It’s not zuhausesuchen or wohnsitzsuchen or heimatsuchen… There’s something about that use of Heim in the word “to haunt; afflict; befall” (as war, a plague, a natural disaster) that really brings it home, just as if you visit me at my house it has a different feel than if you come to my home. Tax assessors visit my house; family comes to my home.
Heimsuchen originates in the Middle High German heime suochen “to seek someone out at home with good or ill intent.” Somewhere along the line the ill beat out the good, so that, at about the same time, the noun heimsuochunge meant “trespass.”

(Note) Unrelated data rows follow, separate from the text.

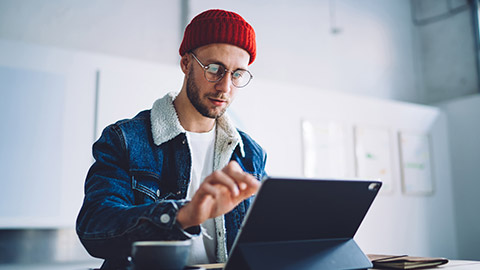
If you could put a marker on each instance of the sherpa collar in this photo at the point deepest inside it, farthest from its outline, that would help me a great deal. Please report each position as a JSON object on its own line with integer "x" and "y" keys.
{"x": 166, "y": 125}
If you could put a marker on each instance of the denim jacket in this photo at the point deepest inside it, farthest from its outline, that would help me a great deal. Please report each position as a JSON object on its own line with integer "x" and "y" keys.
{"x": 139, "y": 181}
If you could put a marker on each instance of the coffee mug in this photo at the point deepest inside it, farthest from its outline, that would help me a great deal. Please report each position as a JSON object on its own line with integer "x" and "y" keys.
{"x": 160, "y": 255}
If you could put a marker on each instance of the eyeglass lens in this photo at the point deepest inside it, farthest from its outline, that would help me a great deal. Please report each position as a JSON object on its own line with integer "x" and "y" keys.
{"x": 215, "y": 72}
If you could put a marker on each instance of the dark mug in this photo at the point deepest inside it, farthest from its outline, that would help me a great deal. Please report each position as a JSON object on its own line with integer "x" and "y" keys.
{"x": 160, "y": 255}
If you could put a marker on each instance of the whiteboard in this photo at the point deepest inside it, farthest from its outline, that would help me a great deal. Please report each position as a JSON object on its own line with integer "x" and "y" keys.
{"x": 31, "y": 145}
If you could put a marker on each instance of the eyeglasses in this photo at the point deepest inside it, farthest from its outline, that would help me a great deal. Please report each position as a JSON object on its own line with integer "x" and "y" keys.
{"x": 215, "y": 72}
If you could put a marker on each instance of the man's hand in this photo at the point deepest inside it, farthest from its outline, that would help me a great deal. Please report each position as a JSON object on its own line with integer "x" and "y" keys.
{"x": 218, "y": 194}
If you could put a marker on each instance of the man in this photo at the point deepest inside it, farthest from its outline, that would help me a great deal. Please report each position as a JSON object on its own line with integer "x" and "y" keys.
{"x": 180, "y": 170}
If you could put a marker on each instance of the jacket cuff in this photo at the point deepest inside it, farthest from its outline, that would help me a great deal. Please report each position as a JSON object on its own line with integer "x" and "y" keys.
{"x": 164, "y": 215}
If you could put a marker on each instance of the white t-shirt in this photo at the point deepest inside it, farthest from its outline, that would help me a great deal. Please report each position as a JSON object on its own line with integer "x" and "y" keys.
{"x": 202, "y": 150}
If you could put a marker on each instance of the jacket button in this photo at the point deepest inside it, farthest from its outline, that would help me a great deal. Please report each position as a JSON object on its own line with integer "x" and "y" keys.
{"x": 165, "y": 218}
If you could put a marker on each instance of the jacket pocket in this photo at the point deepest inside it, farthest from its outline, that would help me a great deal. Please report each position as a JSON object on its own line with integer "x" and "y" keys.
{"x": 147, "y": 188}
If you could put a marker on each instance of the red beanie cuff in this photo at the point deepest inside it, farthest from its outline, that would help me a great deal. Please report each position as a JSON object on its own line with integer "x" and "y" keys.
{"x": 219, "y": 26}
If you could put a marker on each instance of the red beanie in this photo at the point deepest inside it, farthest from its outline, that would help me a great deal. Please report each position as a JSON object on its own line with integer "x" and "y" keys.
{"x": 219, "y": 26}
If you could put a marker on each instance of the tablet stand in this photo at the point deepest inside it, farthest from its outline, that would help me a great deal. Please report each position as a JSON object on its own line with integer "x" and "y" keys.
{"x": 305, "y": 255}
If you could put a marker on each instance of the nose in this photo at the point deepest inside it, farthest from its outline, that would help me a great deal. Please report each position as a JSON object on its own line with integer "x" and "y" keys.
{"x": 225, "y": 84}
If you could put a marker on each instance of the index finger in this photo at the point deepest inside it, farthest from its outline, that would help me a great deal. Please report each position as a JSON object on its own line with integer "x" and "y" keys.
{"x": 245, "y": 181}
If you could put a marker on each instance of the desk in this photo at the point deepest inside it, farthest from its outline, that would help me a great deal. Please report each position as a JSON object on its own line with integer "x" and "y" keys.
{"x": 452, "y": 264}
{"x": 458, "y": 265}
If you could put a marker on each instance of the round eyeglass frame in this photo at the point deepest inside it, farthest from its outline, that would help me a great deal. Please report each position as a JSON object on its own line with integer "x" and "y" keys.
{"x": 206, "y": 67}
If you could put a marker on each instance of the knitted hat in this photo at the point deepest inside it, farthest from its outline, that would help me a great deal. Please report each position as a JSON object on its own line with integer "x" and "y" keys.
{"x": 219, "y": 26}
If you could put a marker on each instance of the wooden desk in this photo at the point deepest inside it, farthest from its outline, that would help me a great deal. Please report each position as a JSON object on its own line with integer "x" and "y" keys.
{"x": 458, "y": 265}
{"x": 452, "y": 264}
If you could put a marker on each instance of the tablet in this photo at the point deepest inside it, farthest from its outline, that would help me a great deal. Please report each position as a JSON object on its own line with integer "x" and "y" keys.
{"x": 304, "y": 223}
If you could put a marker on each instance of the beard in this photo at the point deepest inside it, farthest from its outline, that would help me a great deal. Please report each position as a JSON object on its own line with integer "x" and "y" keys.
{"x": 193, "y": 94}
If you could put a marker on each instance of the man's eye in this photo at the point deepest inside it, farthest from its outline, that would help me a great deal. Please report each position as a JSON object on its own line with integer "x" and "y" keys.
{"x": 238, "y": 74}
{"x": 214, "y": 68}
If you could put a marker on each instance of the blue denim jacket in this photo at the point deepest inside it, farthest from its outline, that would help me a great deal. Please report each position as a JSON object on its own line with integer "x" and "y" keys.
{"x": 139, "y": 181}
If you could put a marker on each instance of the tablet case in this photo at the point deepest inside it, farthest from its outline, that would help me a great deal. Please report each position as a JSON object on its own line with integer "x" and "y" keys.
{"x": 304, "y": 224}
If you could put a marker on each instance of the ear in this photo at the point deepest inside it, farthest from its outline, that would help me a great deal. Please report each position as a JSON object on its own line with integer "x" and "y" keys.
{"x": 184, "y": 63}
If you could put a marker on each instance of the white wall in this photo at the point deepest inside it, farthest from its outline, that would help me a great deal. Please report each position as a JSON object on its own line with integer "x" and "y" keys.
{"x": 464, "y": 141}
{"x": 374, "y": 52}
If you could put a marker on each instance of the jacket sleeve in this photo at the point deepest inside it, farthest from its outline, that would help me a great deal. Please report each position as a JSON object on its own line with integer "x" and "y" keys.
{"x": 109, "y": 221}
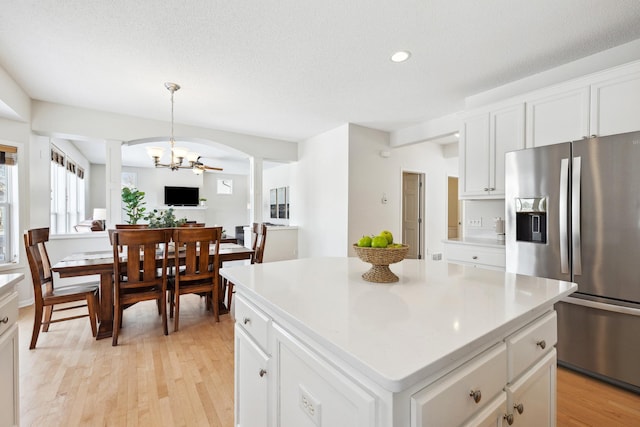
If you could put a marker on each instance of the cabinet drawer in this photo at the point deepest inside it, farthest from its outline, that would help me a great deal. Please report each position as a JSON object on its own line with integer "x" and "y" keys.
{"x": 450, "y": 401}
{"x": 8, "y": 311}
{"x": 469, "y": 254}
{"x": 530, "y": 344}
{"x": 253, "y": 321}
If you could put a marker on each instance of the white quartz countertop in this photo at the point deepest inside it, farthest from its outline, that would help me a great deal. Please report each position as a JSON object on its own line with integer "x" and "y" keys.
{"x": 478, "y": 241}
{"x": 8, "y": 281}
{"x": 396, "y": 333}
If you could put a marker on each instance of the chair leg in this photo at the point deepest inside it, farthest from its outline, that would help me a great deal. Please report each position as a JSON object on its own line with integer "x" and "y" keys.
{"x": 171, "y": 302}
{"x": 37, "y": 324}
{"x": 229, "y": 294}
{"x": 163, "y": 313}
{"x": 92, "y": 304}
{"x": 176, "y": 310}
{"x": 48, "y": 312}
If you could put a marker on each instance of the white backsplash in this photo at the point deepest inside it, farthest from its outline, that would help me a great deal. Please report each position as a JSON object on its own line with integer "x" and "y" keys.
{"x": 479, "y": 217}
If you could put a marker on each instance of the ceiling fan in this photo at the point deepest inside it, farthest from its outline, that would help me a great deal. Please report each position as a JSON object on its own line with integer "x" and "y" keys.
{"x": 201, "y": 166}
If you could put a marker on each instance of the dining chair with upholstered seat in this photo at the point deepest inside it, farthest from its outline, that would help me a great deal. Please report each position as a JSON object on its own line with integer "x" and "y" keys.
{"x": 140, "y": 261}
{"x": 192, "y": 224}
{"x": 197, "y": 252}
{"x": 47, "y": 296}
{"x": 259, "y": 239}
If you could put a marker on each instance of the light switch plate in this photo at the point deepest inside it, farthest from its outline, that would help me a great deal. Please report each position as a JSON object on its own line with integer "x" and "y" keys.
{"x": 309, "y": 405}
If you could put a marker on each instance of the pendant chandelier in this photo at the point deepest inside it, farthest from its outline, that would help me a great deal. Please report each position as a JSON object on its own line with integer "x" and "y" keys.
{"x": 177, "y": 154}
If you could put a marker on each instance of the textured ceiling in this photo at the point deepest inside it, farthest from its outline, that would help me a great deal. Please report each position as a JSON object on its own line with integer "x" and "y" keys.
{"x": 291, "y": 69}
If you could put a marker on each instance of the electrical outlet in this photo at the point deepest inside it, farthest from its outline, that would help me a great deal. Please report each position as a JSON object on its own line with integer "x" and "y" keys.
{"x": 309, "y": 405}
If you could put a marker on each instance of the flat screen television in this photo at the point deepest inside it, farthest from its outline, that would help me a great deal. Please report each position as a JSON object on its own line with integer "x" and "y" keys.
{"x": 181, "y": 196}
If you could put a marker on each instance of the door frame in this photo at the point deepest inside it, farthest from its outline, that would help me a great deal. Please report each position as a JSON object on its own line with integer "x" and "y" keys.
{"x": 421, "y": 206}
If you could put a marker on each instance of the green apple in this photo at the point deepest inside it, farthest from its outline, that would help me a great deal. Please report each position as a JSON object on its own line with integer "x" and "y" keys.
{"x": 387, "y": 235}
{"x": 365, "y": 242}
{"x": 379, "y": 242}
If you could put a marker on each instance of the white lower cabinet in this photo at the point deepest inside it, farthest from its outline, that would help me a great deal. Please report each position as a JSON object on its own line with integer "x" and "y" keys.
{"x": 9, "y": 377}
{"x": 286, "y": 379}
{"x": 478, "y": 256}
{"x": 531, "y": 400}
{"x": 252, "y": 382}
{"x": 313, "y": 393}
{"x": 461, "y": 394}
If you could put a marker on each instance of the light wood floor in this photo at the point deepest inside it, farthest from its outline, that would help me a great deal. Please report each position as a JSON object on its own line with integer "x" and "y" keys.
{"x": 186, "y": 378}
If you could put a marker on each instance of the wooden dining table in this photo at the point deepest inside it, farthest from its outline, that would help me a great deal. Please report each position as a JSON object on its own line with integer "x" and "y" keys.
{"x": 101, "y": 263}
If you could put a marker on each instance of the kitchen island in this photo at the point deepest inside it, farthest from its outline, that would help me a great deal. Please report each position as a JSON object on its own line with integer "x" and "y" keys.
{"x": 446, "y": 345}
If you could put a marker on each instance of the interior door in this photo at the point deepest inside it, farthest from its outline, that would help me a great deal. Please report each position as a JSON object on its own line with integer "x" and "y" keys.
{"x": 412, "y": 209}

My boyfriend and I were talking one morning, in the house alone, when we heard a knock on the closed office door, clear as day, tap tap tap. Thinking my daughter had come home earlier than expected, I jumped up and opened the door. Nobody; not even a dog with a wayward tail or a hardworking cat (although it didn’t sound like a dog tail or a cat’s tenacity; it was human in origin).
Now and then, I remember that we’re being heimsucht by a polite ghost and hope something more will happen. Maybe I can’t use heimsuchen for such a retiring Casper, but the idea of a haunting by a considerate spirit, which is nonetheless an otherworldly haunting, does have that ambivalent feel that heimsuchen used to have. “Intent good or ill.” Remains to be seen.